Unfortunately, she didn’t compete in college and that may have been one of the downfalls that hindered her transition from being a junior to a senior athlete.

“Outside of my junior career, I didn’t have that turn over as a senior,” she said. “So I decided that I wanted to train with people who were better than me because I felt that is the only thing that will help me.

“When you look at the 100 and 200m, the top competitors in Jamaica, so it’s probably something that they are doing right that I wasn’t doing correct. Because I signed as a pro as a junior, I skipped college, which would have given me that stepping stone in my senior career.”

As a result, Strachan said she didn’t feel she was 100 per cent a pro athlete, although she was competing at 100 per cent, injury or injury-free. She did have Jamaican sprinter Kerron Stewart and Trinidad & Tobago’s Marc Burns to rely on in Auburn, but they were on their way out.

So she felt that with Fraser-Pryce and Thompson-Herah still in the prime of their career, Strachan said there was no way she could pass up the opportunity to train with MVP, a move that she said she would do it all over again, if she was presented with the challenge.

“I wanted to be great and I felt that the only way I could do it, was to be in an atmosphere where the great athletes were,” she quipped. “Here in Jamaica, MVP’s whole camp is designed just around track and field. I feel this was something that I needed to actually ground me.

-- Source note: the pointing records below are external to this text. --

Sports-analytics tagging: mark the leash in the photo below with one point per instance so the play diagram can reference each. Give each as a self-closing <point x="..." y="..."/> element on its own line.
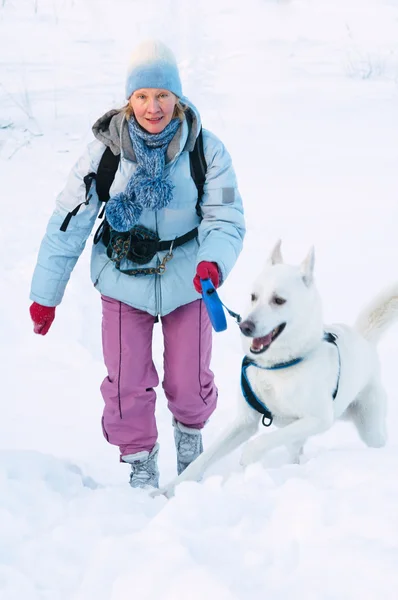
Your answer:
<point x="254" y="400"/>
<point x="215" y="307"/>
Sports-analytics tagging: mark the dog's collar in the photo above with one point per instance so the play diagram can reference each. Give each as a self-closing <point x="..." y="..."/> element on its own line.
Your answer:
<point x="251" y="397"/>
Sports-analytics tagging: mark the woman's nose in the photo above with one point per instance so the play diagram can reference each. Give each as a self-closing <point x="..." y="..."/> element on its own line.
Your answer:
<point x="153" y="105"/>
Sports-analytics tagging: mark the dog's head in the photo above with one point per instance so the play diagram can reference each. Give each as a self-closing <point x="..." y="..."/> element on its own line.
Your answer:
<point x="285" y="313"/>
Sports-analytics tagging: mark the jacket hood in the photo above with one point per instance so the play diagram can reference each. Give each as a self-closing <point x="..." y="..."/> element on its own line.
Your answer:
<point x="111" y="129"/>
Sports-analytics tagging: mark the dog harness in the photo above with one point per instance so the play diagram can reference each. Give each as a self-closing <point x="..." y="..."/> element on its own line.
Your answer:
<point x="251" y="397"/>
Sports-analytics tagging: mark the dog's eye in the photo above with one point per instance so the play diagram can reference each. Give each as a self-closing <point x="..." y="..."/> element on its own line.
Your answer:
<point x="278" y="300"/>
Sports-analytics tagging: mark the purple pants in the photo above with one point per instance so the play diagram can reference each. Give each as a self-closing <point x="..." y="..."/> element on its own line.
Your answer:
<point x="129" y="415"/>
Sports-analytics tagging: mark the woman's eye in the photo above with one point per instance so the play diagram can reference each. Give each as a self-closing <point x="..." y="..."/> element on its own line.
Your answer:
<point x="278" y="300"/>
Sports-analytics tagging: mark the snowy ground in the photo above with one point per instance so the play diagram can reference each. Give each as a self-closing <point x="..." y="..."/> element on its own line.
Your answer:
<point x="304" y="94"/>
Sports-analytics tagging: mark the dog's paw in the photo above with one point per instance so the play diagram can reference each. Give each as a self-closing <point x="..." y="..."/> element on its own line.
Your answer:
<point x="166" y="491"/>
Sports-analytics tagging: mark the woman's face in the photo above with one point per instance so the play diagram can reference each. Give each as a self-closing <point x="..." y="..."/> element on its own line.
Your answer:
<point x="153" y="108"/>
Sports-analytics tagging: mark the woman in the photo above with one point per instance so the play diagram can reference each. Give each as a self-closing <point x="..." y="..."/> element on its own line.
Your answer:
<point x="152" y="197"/>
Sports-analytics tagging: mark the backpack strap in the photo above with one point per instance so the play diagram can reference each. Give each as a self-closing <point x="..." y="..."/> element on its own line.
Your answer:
<point x="106" y="173"/>
<point x="198" y="167"/>
<point x="108" y="166"/>
<point x="104" y="177"/>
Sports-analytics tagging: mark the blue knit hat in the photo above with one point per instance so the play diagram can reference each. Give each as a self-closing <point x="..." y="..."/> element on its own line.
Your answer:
<point x="153" y="65"/>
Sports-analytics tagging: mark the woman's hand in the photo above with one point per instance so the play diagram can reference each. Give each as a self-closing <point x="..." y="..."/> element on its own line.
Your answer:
<point x="42" y="317"/>
<point x="206" y="270"/>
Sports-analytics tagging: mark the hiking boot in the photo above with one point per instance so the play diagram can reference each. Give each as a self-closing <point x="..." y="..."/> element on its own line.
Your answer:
<point x="188" y="443"/>
<point x="144" y="468"/>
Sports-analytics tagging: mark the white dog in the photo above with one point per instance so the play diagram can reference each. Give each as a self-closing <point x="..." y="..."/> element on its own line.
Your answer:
<point x="304" y="377"/>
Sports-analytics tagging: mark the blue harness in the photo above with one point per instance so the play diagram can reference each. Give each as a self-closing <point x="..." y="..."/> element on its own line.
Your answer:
<point x="251" y="397"/>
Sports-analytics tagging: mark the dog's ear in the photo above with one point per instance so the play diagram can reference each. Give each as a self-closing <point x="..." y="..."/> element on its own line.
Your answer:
<point x="275" y="258"/>
<point x="307" y="267"/>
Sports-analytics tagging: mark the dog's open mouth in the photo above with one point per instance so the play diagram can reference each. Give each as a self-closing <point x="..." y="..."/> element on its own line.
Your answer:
<point x="262" y="344"/>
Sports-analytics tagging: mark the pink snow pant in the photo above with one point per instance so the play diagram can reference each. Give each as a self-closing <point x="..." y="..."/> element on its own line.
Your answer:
<point x="128" y="391"/>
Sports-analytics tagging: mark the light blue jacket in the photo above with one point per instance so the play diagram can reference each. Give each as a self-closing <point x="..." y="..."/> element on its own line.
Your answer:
<point x="220" y="231"/>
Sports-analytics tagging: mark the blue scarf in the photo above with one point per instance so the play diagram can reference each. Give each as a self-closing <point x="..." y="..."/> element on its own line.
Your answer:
<point x="146" y="188"/>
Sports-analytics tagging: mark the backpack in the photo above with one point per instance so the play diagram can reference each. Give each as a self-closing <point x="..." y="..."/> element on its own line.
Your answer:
<point x="106" y="173"/>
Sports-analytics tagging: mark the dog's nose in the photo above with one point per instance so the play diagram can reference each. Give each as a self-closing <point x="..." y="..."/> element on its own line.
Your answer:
<point x="247" y="327"/>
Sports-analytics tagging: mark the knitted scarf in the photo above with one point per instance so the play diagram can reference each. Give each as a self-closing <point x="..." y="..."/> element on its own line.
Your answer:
<point x="146" y="188"/>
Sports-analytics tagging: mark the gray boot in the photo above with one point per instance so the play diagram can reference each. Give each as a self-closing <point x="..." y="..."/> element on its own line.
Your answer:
<point x="188" y="443"/>
<point x="144" y="468"/>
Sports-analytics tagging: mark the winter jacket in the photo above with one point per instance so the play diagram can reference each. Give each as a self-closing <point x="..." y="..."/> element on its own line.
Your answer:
<point x="220" y="231"/>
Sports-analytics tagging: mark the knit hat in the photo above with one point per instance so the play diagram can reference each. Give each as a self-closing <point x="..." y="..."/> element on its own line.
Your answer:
<point x="153" y="65"/>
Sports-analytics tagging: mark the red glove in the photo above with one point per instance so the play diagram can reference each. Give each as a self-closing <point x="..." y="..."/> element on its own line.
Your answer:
<point x="42" y="317"/>
<point x="206" y="270"/>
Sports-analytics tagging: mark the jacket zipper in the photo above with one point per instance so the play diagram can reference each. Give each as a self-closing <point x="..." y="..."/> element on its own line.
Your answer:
<point x="158" y="293"/>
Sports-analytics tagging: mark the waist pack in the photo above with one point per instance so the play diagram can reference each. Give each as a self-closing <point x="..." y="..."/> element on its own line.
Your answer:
<point x="138" y="245"/>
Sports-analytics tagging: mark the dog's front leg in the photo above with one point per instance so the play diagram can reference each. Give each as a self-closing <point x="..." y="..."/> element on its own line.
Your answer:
<point x="294" y="434"/>
<point x="238" y="432"/>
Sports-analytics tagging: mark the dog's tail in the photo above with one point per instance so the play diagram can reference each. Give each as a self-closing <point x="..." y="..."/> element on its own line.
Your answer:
<point x="379" y="315"/>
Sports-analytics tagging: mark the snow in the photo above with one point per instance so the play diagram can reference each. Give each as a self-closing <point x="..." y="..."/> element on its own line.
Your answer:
<point x="304" y="95"/>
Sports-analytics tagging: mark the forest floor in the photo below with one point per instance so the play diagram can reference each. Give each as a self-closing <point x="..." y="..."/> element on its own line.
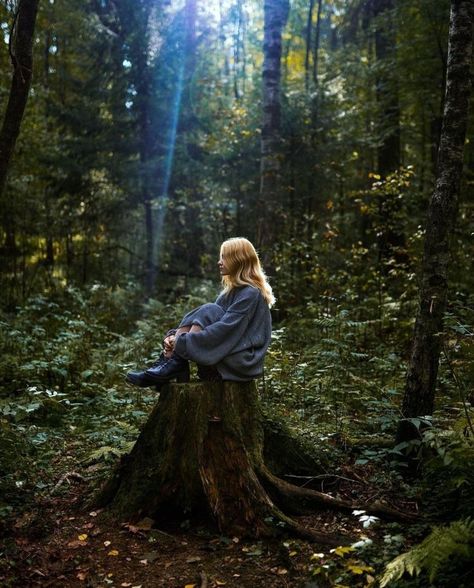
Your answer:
<point x="60" y="542"/>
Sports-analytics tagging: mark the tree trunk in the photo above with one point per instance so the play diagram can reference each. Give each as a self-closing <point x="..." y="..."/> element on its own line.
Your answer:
<point x="22" y="60"/>
<point x="309" y="29"/>
<point x="391" y="240"/>
<point x="268" y="205"/>
<point x="423" y="367"/>
<point x="201" y="452"/>
<point x="21" y="52"/>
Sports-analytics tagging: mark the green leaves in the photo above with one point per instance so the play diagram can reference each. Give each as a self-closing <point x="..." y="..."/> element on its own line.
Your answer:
<point x="443" y="543"/>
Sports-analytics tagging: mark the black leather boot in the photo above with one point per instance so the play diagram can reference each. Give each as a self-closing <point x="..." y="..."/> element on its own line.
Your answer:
<point x="140" y="378"/>
<point x="174" y="368"/>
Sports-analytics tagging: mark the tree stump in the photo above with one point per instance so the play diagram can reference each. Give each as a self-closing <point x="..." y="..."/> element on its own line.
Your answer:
<point x="201" y="452"/>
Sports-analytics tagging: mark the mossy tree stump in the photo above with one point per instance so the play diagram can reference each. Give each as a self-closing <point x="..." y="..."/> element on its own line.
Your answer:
<point x="200" y="451"/>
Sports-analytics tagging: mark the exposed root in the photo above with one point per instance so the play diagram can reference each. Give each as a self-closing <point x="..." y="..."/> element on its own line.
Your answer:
<point x="297" y="499"/>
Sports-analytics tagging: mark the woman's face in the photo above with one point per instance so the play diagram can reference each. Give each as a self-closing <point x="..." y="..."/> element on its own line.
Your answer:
<point x="223" y="269"/>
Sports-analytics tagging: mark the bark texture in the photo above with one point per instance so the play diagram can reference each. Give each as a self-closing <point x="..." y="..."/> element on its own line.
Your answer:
<point x="201" y="453"/>
<point x="423" y="366"/>
<point x="21" y="51"/>
<point x="276" y="15"/>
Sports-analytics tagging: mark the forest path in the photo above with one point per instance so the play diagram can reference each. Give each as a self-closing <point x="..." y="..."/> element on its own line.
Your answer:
<point x="62" y="544"/>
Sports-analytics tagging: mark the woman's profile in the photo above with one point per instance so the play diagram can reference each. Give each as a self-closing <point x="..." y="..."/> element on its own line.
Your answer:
<point x="227" y="338"/>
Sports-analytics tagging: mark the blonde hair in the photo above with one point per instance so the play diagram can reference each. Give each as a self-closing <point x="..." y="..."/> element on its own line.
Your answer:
<point x="244" y="268"/>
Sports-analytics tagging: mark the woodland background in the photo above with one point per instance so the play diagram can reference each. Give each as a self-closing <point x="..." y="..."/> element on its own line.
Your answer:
<point x="141" y="149"/>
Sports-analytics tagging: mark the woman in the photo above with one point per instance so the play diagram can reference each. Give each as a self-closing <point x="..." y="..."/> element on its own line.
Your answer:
<point x="231" y="335"/>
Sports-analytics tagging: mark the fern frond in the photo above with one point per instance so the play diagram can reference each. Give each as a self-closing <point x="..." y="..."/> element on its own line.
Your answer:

“The way Stephen and Paul (Francis) coach, is completely different from any other coach I worked with in the past. I could respect their coaching style because they are so frank and direct. I could go to them and ask them if they think I could run 22.1 this year, if I had asked them that in 2018, they would have told me not the way I look. They would have said, you would be lucky to run 23.”

That blunt firmness, according to Strachan, was what she needed.

“They constantly told me that I needed to put in more work because I can see what this person and that person are doing,” he said.

“I don’t need to do what they are doing, but I need to come close to it in order to improve my performance.

“In this camp, it’s not like ‘oh, you see what Elaine and Shelly-Ann are doing, let’s do it too,” she said. “What will work for them will not necessarily work for you.

“But you sit there and see them do their abs and you haven’t done your own for the day. They are number one and two in the world, do what you see they are doing. They put it into their running, so I had to take their mentality so that I can be successful too.”

Having been to the bottom of her career, coupled with a series of injuries, Strachan said she decided to take a more unified approach to her training and it’s now paying off because she’s running faster now than she did in 2013.

With the Olympics postponed for another year, Strachan said she can look at improving her times now so that she can be more comfortable and when the season swings into full gear, she will be better prepared.

“Next year, I can put this same work ethic into getting ready for the Olympics,” she projected.

“So even though the season hasn’t come to an end yet, I should be able to produce the same type of times when next year come around.

“I know next year will be close to a normal season. 2020 was one of the most stressful track and field seasons. This has been more stressful than getting through an injury. With an injury, I know I could treat this or that, but there is no recovery phase for what we are going through with this pandemic.”

Under the Puma contract, Strachan said she’s making the best of her situation with MVP.

“I don’t regret coming to Jamaica and training here because right now, I’m doing better than I ever did before,” she summed up. “I feel much better as well.”

This weekend, Strachan will be back in action, but she’s not sure whether it will be in the 100 or 200, or both. She’s just looking forward to continuing her progress in her bid to be the elite sprinter that she was primed to be.